To further optimize the usefulness of BiPAP machines, the Fixed Resistance Connector Valve (FRCV) developed by anesthesiologists at Mt. Sinai to convert traditional circle system anesthesia circuits into bilevel circuits was evaluated by the ANE team. The FRCV operationalizes equipment (anesthesia circuits) that traditionally could not be used and optimizes oxygen usage without significant rebreathing.

The next objective of this focus area is to evaluate and compare the functionality of various small-form battlefield ventilators. The goal is to determine whether the ventilators can provide sufficient minute ventilation and oxygen delivery to sustain acceptable oxygenation and gas exchange for several hours.

  • Lead Researchers: Arlene Hudson, MD, MA, FASA (arlene.hudson@usuhs.edu); Peter Bedocs, MD, PhD (peter.bedocs.ctr@usuhs.edu); Jong Lee, MD (jong.lee@usuhs.edu)

  • Outcomes:

    • Foster BE, Diaz-Abad M, Hudson AJ, Bedocs P, Doll DM, Lopez SA, Mares J, Hutzler J, Robertson BD. Invasive mechanical ventilation using a bilevel PAP ST device in a healthy swine model.
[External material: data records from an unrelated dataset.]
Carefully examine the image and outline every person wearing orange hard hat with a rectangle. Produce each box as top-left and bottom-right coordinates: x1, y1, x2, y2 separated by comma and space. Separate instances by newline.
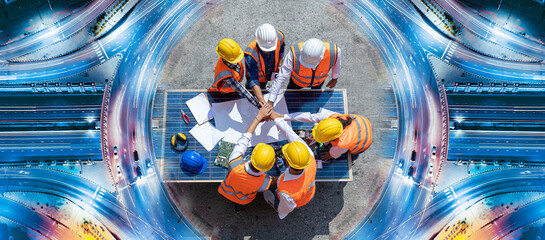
218, 105, 276, 213
284, 111, 373, 160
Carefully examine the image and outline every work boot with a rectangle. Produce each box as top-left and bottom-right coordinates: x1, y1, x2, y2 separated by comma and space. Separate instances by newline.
263, 190, 276, 211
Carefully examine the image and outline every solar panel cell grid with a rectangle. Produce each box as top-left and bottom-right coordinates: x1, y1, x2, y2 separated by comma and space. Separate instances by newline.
153, 89, 352, 182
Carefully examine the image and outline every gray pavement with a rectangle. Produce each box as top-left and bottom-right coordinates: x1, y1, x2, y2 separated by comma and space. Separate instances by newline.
159, 0, 392, 239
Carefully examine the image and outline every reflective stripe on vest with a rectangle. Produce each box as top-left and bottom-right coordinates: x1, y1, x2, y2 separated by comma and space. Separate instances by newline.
218, 156, 271, 204
291, 42, 337, 87
244, 31, 284, 83
330, 114, 373, 154
277, 157, 316, 207
208, 57, 244, 93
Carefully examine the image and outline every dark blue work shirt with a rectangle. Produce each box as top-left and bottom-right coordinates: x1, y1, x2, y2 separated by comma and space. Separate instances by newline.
244, 43, 286, 88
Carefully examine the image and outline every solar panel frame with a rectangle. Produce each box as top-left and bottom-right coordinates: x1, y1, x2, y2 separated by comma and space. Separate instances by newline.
153, 89, 353, 182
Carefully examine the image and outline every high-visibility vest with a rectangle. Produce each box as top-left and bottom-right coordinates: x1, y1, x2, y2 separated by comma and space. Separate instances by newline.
291, 42, 337, 87
277, 156, 316, 207
218, 156, 272, 205
208, 57, 244, 93
244, 31, 284, 83
329, 113, 373, 154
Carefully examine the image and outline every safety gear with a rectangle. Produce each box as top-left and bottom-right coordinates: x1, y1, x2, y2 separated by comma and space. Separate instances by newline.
277, 157, 316, 208
282, 141, 310, 169
255, 23, 278, 52
208, 57, 244, 93
180, 150, 207, 174
299, 38, 325, 68
244, 31, 284, 83
330, 113, 373, 154
216, 38, 244, 64
312, 118, 343, 143
250, 143, 275, 172
170, 133, 189, 152
218, 156, 272, 205
291, 42, 337, 87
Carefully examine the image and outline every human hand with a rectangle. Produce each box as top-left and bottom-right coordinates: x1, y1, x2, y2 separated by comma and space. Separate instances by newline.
271, 111, 284, 120
320, 152, 333, 161
255, 104, 273, 122
259, 99, 272, 122
326, 78, 337, 88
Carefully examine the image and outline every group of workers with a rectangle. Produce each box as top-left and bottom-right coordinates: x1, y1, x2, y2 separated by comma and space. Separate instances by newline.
208, 24, 372, 219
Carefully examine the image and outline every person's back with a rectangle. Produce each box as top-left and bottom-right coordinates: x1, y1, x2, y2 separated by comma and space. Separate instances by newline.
278, 150, 317, 208
218, 105, 276, 212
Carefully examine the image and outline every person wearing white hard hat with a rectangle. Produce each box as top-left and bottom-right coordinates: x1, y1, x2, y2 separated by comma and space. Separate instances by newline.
244, 23, 286, 103
268, 38, 341, 103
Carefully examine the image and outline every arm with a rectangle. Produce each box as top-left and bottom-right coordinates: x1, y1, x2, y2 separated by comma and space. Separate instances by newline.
252, 84, 267, 105
278, 42, 286, 64
271, 112, 314, 157
244, 54, 265, 105
321, 146, 348, 161
229, 105, 272, 161
327, 46, 341, 88
282, 112, 331, 123
268, 51, 293, 105
277, 192, 297, 219
223, 77, 261, 108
Sleep Breath. 2020 Dec;24(4):1645-1652. doi: 10.1007/s11325-020-02141-x. Epub 2020 Aug 6. PMID: 32761535; PMCID: PMC7406961.
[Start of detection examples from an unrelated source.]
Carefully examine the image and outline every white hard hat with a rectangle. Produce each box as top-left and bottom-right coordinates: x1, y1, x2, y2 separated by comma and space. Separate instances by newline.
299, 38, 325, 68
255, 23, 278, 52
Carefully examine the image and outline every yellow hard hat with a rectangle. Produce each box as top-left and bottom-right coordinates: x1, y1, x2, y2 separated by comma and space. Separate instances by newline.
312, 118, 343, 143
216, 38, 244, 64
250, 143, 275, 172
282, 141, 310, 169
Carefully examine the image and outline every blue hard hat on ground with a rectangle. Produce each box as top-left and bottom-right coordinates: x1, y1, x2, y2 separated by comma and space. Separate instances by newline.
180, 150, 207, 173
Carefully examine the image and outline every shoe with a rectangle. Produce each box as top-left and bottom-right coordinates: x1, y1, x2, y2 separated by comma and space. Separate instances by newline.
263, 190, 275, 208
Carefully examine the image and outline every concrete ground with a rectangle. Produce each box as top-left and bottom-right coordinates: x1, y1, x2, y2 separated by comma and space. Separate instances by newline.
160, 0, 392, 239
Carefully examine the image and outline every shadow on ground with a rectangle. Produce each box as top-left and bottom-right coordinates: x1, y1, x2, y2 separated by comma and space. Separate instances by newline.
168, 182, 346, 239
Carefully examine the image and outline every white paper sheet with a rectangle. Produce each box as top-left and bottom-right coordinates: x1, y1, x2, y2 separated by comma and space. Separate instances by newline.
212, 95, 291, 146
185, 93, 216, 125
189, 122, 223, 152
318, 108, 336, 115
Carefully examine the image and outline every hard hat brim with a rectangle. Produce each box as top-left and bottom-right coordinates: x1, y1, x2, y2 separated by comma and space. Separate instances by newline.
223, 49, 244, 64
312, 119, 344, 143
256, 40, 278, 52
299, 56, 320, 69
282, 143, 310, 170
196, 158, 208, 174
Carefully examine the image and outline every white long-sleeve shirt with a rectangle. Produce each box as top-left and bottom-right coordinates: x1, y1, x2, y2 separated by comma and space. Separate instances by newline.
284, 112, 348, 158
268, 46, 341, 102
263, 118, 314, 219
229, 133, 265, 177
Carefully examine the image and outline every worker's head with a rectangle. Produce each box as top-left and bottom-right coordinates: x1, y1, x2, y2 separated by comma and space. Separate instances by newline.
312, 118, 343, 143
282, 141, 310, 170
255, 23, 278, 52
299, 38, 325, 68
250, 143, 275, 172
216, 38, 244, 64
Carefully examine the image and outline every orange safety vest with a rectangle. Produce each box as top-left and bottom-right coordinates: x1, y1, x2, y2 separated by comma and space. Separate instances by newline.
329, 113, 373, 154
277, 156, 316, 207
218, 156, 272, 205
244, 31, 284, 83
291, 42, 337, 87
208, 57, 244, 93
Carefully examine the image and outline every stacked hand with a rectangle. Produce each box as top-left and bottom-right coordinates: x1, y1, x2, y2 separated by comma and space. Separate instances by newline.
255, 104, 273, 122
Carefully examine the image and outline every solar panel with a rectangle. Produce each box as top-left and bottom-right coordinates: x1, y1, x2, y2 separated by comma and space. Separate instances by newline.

    • Validating The Safety Profile Of An Fda Emergency Use Authorization Approved Ventilator Accessory Called The "fixed Resistance Connector Valve" To Convert An Anesthesia Circuit Into A Bipap Circuit. Brian Mayrsohn M.D., M.S., Nigel Wilkinson-Maitland M.D., Feroz Osmani M.D. , Shan Zhao M.D., Daniel Katz M.D., Nathaniel Kapaldo D.V.M., M.P.H., Jong Lee M.D., Arlene Hudson M.D., Peter Bedocs M.D., Ph.D. American Society of Anesthesiologists Annual Meeting 2021.

    • Evaluation of Prototype Ventilator Designs to Fill the Impending Gap in Response to COVID-19. Peter Bedocs, Jong Lee, John Mares, Justin Hutzler, Huckelberry Finne, David Burmeister, Arlene Hudson. American Society of Anesthesiologists Annual Meeting 2020.
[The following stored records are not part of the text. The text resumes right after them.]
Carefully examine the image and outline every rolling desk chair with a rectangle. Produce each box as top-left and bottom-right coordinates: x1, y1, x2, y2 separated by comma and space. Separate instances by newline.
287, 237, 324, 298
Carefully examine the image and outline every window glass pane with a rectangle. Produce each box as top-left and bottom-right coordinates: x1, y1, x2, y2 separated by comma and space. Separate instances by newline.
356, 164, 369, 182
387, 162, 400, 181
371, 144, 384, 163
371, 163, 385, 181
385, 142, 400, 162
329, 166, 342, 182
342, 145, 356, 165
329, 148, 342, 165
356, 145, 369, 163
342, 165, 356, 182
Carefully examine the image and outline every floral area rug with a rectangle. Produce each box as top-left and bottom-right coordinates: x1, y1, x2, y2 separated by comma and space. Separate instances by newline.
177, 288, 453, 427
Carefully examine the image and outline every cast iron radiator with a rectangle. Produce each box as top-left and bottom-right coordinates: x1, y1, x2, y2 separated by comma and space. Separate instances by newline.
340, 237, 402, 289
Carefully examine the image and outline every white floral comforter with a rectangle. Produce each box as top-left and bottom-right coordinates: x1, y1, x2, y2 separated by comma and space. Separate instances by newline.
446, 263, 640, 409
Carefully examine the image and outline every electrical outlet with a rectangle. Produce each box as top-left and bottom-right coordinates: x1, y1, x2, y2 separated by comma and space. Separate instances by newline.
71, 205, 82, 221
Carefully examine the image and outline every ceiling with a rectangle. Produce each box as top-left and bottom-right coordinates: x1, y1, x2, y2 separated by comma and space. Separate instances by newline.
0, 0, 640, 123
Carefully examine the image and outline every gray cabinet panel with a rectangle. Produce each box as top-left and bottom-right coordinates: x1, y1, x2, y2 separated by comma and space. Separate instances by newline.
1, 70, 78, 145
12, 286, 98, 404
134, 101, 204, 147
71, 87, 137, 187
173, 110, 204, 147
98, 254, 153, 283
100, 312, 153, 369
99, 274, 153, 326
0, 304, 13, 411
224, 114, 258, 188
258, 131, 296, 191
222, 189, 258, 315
The treatment of mass casualties, whether on the battlefield or at home has historically been predicated on the availability of well-equipped specially trained medical staff and the ability to rapidly evacuate patients. However, with global events like the COVID-19 pandemic and expected challenges in future near-peer multi-domain conflicts, emergency response planners must now prepare for “prolonged field care” where the sick and injured may be required to remain at the point of injury many days. This research led by Dr. Bedocs aims to advance medical device interoperability and remote control to address pandemic conditions and a growing need to support military prolonged emergency field care. The remote control of bedside medical devices to be used in this project include Thornhill Medical’s portable integrated life support system, which offers a computer-controlled portable ventilator with oxygen generation capability, vital signs monitoring and suction, and the NeuroWave Systems AccuPump 2-channel infusion system. The system will be tested and evaluated at USU and Massachusetts General Hospital.